As part of the Pledge, companies will seek to develop a commercially viable Access Plan relevant to their businesses. The WHO Foundation and OurCrowd will compose a global health advisory board to provide assistance to these companies so they can plan early for business models that combine economic return with equitable access.

“In every country in the world, too many men, women, and children lack access to adequate healthcare because of income disparities and systemic barriers that perpetuate inequity, “said Anil Soni, WHO Foundation’s CEO. “Despite clear models for successfully balancing economic return with equitable access, such as the provision of medicines for HIV and AIDS, the world failed to deliver solutions for COVID-19 to everyone, everywhere. It is imperative that we deploy solutions in response to that failure, including directing investment to innovation and aligning both to equity as a goal from the start.”

“The Global Health Equity Fund places equity at the heart, with a new ask of investors and entrepreneurs through the Foundation’s Access Pledge.
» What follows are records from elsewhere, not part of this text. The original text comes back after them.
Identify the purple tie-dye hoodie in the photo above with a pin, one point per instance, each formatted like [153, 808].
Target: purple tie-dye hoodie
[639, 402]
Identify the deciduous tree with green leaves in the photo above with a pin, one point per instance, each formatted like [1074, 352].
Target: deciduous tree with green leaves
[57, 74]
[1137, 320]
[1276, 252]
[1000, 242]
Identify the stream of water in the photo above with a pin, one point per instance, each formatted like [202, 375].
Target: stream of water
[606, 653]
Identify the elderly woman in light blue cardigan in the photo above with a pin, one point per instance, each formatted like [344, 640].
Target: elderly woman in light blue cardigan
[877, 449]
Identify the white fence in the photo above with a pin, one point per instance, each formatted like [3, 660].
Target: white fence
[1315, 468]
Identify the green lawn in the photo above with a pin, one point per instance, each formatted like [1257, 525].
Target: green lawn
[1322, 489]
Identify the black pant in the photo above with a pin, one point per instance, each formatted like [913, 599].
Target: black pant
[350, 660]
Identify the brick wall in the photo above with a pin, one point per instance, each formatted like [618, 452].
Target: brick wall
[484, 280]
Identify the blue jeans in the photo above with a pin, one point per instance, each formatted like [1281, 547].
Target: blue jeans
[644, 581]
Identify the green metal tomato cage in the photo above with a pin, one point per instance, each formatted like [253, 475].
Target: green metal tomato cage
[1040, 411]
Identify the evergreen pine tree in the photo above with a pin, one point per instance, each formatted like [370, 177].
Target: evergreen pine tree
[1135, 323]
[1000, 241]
We are delighted to collaborate with OurCrowd to work towards our shared goal of impact on health equity”.

“As we face multiple existential challenges at the national and at the global level, we know that innovators and emerging leaders are getting things done,” said Greg Milne, CEO of the Clinton Global Initiative. “The Global Health Equity Fund will help unlock new opportunities to expand the reach of these innovative approaches around global health, by harnessing the power of investors around the world to support solutions being driven at the community level.”

WHO Foundation and Our Crowd share the aim of acting as standard bearers within the investment and global health communities, demonstrating the viability of investing to get robust returns, and intended impact, with both goals benefiting from partnership across the private and public sectors.

The fund team will be led by OurCrowd CEO, Jon Medved, and OurCrowd Managing Partner, Dr. Morris Laster, with the support of the WHO Foundation’s Chief Impact Investment Officer, Geetha Tharmaratnam. It will be managed by an OurCrowd team of clinical experts with decades of experience in medical technologies and startup growth.